Brace Yourselves: A Crash Is Coming
I know we are in the midst of a joyous time of year, but that doesn’t mean the world has stopped turning. And the start of 2019 brings us to a critical moment. We’re on the brink of the third wave crash.Let’s take a gander at recent history: First, there was the 1980’s savings and loan crisis. Then, in 1987, the stock market crashed, and the Dow Jones index lost 23% of its value. The next major event was the dotcom bubble and subsequent crash from 1999 to 2000. And the most recent event was the global financial crisis in 2007-08, which was triggered by the subprime mortgage crisis and collapse of the U.S. housing bubble. I’m leaving out a few smaller ones in between, but those are the true highlights (or lowlights, really) of the crash cycle in the past forty years.
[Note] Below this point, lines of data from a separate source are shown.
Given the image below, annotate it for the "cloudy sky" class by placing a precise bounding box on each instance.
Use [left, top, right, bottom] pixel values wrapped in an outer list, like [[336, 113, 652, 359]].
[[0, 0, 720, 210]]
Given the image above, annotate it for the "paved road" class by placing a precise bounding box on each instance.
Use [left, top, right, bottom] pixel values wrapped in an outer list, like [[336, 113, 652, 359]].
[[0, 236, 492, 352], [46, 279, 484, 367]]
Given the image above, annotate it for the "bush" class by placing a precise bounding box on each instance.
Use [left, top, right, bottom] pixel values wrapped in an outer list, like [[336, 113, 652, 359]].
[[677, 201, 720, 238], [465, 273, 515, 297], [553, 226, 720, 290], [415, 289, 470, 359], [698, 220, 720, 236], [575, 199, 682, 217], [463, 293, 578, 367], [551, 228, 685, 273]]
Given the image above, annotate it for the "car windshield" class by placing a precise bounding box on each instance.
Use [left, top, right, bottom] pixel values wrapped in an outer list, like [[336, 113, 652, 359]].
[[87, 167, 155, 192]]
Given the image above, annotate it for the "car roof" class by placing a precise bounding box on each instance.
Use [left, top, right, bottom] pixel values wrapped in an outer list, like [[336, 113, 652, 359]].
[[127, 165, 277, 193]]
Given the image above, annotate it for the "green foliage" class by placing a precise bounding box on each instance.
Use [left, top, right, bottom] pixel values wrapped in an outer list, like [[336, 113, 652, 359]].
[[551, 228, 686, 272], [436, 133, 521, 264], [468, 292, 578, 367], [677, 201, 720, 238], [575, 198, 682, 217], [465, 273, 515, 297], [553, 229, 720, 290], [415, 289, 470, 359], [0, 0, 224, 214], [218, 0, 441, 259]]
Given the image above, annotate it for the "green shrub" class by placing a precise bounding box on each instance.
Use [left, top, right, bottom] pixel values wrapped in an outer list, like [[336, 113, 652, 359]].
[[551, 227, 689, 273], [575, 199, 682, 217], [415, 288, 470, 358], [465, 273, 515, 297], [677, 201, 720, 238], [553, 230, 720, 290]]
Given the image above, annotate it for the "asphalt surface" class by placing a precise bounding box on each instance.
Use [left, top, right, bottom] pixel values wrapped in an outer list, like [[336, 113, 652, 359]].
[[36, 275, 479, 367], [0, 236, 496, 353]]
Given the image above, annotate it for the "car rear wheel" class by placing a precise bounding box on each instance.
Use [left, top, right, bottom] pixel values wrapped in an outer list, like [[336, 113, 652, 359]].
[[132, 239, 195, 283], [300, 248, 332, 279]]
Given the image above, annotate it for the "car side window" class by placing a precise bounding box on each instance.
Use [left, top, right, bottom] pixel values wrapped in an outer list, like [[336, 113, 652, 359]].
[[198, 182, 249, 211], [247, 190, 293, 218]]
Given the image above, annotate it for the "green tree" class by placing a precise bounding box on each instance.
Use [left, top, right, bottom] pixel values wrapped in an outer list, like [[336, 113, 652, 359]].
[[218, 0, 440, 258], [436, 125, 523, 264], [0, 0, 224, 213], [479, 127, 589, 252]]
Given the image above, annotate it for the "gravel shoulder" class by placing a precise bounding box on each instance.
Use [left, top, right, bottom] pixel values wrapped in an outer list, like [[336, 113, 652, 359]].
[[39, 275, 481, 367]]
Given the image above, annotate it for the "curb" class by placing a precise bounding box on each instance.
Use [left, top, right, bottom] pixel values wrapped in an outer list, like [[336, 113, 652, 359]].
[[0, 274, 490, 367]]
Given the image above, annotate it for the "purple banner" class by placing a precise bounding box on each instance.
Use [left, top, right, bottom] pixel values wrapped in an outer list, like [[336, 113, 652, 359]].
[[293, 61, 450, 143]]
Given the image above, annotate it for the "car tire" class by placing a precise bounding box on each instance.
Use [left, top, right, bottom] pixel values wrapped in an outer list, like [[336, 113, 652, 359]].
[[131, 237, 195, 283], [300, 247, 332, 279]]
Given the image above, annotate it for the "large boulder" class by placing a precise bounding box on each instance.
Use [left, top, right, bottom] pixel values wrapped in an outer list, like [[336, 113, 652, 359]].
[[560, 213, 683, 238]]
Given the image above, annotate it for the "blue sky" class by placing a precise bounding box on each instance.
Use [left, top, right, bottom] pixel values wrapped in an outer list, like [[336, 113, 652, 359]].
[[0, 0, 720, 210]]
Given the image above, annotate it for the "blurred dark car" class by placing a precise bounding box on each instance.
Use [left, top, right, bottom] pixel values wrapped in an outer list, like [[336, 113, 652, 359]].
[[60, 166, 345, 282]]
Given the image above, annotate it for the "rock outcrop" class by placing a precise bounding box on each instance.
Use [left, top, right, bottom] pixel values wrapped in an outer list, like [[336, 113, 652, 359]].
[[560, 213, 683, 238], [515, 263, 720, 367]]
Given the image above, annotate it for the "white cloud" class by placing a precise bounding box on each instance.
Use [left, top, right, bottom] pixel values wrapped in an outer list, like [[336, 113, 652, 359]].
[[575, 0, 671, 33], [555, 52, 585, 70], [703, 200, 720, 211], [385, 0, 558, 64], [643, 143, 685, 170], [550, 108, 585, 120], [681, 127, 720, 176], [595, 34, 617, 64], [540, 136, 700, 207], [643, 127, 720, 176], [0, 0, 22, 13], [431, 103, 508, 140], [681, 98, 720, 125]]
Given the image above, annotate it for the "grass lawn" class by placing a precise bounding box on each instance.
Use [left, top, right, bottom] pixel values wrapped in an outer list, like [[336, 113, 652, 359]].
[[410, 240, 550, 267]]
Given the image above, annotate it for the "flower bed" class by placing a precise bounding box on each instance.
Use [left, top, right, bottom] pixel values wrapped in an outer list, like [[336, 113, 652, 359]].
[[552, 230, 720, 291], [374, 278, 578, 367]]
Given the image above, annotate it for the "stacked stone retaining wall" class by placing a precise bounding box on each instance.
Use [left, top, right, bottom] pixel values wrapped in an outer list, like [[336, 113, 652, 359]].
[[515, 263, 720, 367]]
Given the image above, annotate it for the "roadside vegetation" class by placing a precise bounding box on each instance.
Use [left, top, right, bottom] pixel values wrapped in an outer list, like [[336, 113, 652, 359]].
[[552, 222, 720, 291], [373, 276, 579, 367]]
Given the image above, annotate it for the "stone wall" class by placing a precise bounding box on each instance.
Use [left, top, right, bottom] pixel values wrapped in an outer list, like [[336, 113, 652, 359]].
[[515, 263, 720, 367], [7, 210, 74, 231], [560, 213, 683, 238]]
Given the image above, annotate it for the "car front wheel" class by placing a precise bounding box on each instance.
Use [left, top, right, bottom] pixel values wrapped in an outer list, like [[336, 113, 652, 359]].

Essentially, the economic cycle is longest period of tranquility took place during the 1990s when the economy went an entire decade without a down cycle. That was a rare—and glorious—decade.
As you can see, it’s been 10 years since the last major event—if history repeats itself, we’re due for a crash. And soon. That is if we’re not already seeing the needle headed toward the bubble.
Let’s examine the evidence: Both the Dow Jones Industrial Average and the S&P 500 are up for their worst December performance since 1931, when stocks were battered during the Great Depression.
December is typically a very positive month for markets. The Dow has only fallen during 25 Decembers going back to 1931.